Showing posts with label Ibsen. Show all posts
Showing posts with label Ibsen. Show all posts

Friday, 17 November 2017

Theatre 2017: Review Thirty-two - Hedda Gabbler

Hedda Gabbler, Theatre Royal, Norwich. November 2017.


I'd missed this in London at the National Theatre and so was very happy to find out that the tour was coming to Norwich but even after all of this time I still went in 'blind' to the play as I didn't know the story at all.

I think that this was a great way to see the play as it kept me on the edge of my seat as I couldn't work out how the plot was going to play out at all.
I could sense that it wasn't going to be a happy play, and the focus of the guns at the start made me think of Chekhov's rule. This roughly states that if there is a gun shown in act one it has to be used by the end of the play...

While all of the cast were very good, none of their characters were and the slow growing air of menace and madness really drew me in and left me with shivers running up and down my spine. There were moments of levity (and sometimes I seemed to find things funny when others didn't - oops?) but this was an oppressively dark play, despite the light set!

This version was an adaptation by Patrick Marber and as I'm not familiar with the original I don't know how purists see it, I will be hunting down an earlier version to compare very soon. This is only the 2nd Ibsen play I've seen - the first Emperor and Galilean back in 2011 put me off a little but I think that I will be trying more in the future.

Thursday, 28 July 2011

Theatrical Interlude 12

Emperor and Galilean, Olivier Stage, National Theatre, July 2011.

I am really beginning to think that I should rename this blog. I assure you that I am reading but as I am working my way through the work of one particular playwright at the moment it would be quite boring to blog/read about that.

Theatre on a Sunday is quite unusual but I for one am very glad that the National Theatre had some Sunday performances as it meant that I did get the chance to see this before the run ends.

When the play opened there were a few radio items about it, and all the press I saw was favourable so I was looking forwards to this event although it is a very obscure and long Ibsen play.

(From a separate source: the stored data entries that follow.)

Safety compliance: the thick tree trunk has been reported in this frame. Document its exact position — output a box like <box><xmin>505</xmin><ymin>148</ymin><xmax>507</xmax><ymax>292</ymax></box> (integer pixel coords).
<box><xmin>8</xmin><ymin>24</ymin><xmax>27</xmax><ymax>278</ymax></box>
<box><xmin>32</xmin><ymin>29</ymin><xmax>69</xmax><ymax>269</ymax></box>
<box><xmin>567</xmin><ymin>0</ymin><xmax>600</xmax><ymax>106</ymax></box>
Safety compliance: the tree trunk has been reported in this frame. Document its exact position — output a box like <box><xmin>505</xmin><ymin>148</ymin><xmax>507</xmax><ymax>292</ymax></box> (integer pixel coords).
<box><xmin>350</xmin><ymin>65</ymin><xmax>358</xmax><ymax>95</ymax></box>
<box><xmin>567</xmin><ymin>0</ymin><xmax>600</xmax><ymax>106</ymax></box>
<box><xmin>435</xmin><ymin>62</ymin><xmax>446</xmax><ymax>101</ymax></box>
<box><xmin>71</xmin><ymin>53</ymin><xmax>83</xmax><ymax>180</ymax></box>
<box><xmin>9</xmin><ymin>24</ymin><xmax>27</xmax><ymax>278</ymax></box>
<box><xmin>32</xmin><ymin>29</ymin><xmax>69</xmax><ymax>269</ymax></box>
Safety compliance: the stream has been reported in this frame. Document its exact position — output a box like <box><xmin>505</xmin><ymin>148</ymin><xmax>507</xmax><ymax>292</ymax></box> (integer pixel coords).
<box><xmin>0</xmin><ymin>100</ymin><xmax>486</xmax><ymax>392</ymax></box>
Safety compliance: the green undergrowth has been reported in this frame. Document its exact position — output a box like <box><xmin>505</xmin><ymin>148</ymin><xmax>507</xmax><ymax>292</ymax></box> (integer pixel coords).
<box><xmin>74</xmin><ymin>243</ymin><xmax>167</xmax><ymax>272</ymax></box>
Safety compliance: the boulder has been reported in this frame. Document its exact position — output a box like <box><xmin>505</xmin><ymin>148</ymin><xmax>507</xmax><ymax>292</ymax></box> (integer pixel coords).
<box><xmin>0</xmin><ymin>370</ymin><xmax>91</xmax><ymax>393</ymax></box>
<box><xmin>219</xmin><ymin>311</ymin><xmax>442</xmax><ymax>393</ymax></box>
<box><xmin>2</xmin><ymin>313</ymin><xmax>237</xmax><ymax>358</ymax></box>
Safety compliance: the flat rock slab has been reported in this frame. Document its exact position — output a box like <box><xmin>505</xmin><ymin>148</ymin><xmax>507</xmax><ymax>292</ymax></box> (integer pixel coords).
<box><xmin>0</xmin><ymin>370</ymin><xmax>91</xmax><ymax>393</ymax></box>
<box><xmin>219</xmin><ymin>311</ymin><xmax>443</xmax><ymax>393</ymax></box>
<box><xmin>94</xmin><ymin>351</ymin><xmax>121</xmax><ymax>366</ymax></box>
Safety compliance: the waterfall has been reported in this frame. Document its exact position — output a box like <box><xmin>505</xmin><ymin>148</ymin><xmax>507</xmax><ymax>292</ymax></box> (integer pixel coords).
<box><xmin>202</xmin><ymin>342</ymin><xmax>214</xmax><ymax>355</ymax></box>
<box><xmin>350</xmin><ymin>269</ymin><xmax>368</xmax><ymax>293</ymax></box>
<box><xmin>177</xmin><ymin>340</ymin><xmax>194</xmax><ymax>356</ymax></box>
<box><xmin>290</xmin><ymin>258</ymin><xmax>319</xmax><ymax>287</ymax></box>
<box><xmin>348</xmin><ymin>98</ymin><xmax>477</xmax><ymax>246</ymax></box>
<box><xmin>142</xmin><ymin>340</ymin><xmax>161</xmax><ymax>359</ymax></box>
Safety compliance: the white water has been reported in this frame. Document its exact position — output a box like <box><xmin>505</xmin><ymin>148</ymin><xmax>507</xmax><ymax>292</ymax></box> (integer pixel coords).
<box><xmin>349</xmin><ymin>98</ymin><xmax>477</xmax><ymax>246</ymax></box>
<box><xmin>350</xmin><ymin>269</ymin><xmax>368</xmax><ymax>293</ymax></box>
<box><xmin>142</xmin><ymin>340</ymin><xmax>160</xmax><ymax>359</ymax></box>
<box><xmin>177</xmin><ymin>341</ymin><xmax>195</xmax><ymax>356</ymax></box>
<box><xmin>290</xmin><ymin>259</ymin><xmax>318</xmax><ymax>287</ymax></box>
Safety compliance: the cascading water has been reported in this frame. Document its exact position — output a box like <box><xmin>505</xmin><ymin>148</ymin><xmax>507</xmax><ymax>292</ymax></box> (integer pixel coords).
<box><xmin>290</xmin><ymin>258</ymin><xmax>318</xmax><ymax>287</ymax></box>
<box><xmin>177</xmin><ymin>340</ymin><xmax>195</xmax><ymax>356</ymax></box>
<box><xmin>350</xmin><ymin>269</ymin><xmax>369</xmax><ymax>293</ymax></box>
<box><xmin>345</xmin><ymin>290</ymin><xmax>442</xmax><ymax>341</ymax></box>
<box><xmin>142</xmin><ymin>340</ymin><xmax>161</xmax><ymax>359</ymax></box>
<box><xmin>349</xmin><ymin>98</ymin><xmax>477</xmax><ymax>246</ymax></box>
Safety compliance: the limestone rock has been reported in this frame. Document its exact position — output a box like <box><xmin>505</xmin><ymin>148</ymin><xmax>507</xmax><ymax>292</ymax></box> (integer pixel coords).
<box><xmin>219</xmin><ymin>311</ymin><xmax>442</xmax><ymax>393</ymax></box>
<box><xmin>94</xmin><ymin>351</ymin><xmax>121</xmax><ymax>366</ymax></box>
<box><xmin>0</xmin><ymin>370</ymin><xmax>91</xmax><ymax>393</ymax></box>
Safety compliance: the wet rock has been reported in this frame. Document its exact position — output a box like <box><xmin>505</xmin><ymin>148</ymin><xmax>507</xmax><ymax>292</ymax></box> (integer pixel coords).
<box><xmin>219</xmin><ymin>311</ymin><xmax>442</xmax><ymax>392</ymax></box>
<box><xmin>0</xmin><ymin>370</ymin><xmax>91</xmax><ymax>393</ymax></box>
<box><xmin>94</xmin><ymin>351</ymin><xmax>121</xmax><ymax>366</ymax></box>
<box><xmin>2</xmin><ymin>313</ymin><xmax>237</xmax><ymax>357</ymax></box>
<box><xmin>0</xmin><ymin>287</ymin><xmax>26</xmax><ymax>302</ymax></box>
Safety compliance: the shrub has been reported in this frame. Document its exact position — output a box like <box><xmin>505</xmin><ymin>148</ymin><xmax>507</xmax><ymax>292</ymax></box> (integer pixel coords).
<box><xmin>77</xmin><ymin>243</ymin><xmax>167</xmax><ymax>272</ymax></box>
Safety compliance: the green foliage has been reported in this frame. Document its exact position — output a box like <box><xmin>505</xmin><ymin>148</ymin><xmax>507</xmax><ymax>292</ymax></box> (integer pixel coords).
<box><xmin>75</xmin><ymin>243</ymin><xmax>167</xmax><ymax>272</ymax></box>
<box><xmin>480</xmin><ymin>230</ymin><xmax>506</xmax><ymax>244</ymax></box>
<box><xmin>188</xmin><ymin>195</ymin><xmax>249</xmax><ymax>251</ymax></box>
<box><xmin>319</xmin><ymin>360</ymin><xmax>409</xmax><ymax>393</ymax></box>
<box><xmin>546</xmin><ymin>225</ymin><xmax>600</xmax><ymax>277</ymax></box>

So obscure in fact that this is the first time it has actually been performed in English.

I wasn't disappointed. It was a little long, especially in the first half, I did find my concentration wavering a little but the acting throughout was sublime - how the lead (Andrew Scott) managed to learn all of the lines I have no idea, there is barely a scene in the 3 1/2 hours that he isn't in.

The story itself is set in around 300AD when the Roman Empire converted from the pagan religions to being broadly Christian. Julian, nephew of the emperor, has religious doubts and when he becomes emperor he decides that he will renounce this decree and that all forms of worship will be allowed. This quickly falls apart and Christians are soon being persecuted and killed. There are more themes (friendship, madness, war) but this is the general story arc.

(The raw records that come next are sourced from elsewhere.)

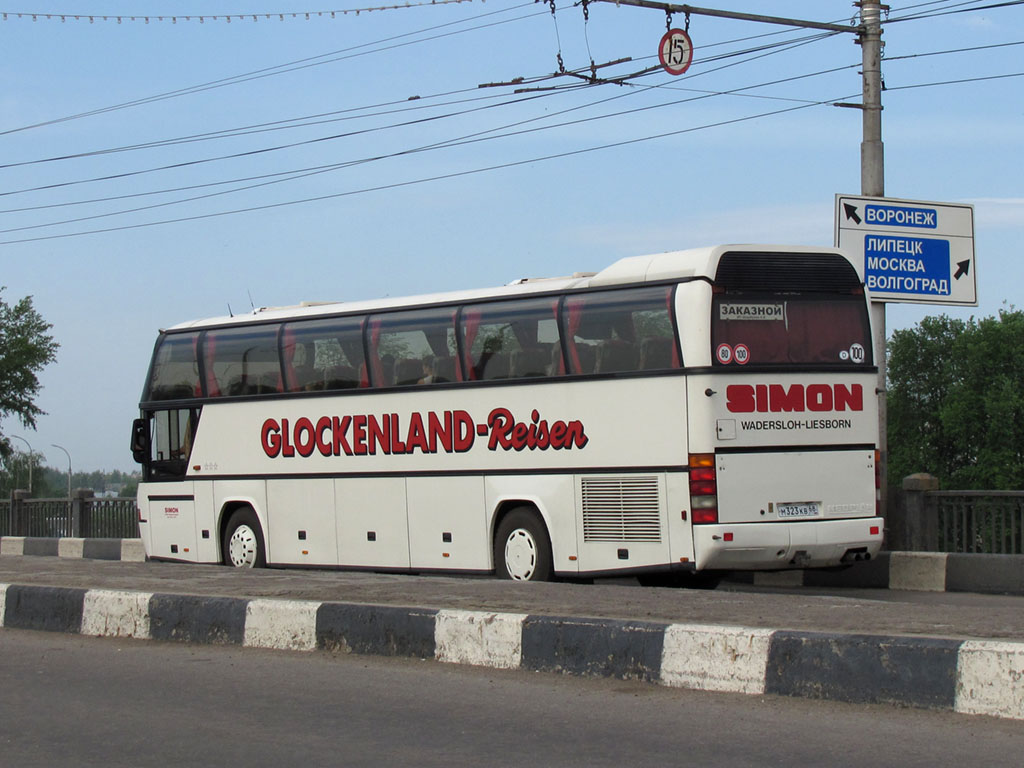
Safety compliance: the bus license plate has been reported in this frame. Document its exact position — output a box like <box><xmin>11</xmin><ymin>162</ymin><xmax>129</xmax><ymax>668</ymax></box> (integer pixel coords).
<box><xmin>775</xmin><ymin>502</ymin><xmax>821</xmax><ymax>517</ymax></box>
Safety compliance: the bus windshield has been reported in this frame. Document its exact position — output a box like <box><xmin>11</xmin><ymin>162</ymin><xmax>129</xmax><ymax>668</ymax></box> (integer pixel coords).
<box><xmin>712</xmin><ymin>291</ymin><xmax>871</xmax><ymax>367</ymax></box>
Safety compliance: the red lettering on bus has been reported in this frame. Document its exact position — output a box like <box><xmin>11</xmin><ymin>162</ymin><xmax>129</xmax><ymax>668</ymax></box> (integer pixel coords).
<box><xmin>725</xmin><ymin>384</ymin><xmax>864</xmax><ymax>414</ymax></box>
<box><xmin>260</xmin><ymin>409</ymin><xmax>589</xmax><ymax>459</ymax></box>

While the acting and story were great I found the staging and costumes to be a little much. There were so many costume changes and bits of moving scenery that this did keep drawing me out of the play and back into reality. Perhaps just because you can doesn't mean you should! However this was the first time I've seen just how incredible the Oliver Stage is - Frankenstein earlier in the year really didn't use it very much at all in comparison!

Ibsen (a Norwegian) clearly wrote over a 130 years ago a play that shows how easily belief can slide into fanaticism and violence. It feels heavily prescient especially in the light of the attacks in Oslo which occurred only 48 hours before I saw this performance.

I can't say that I would rush to see more Ibsen, but having seen 2 incredible plays at the National I will certainly be trying to see more there, whether live or when they broadcast to cinemas around the country.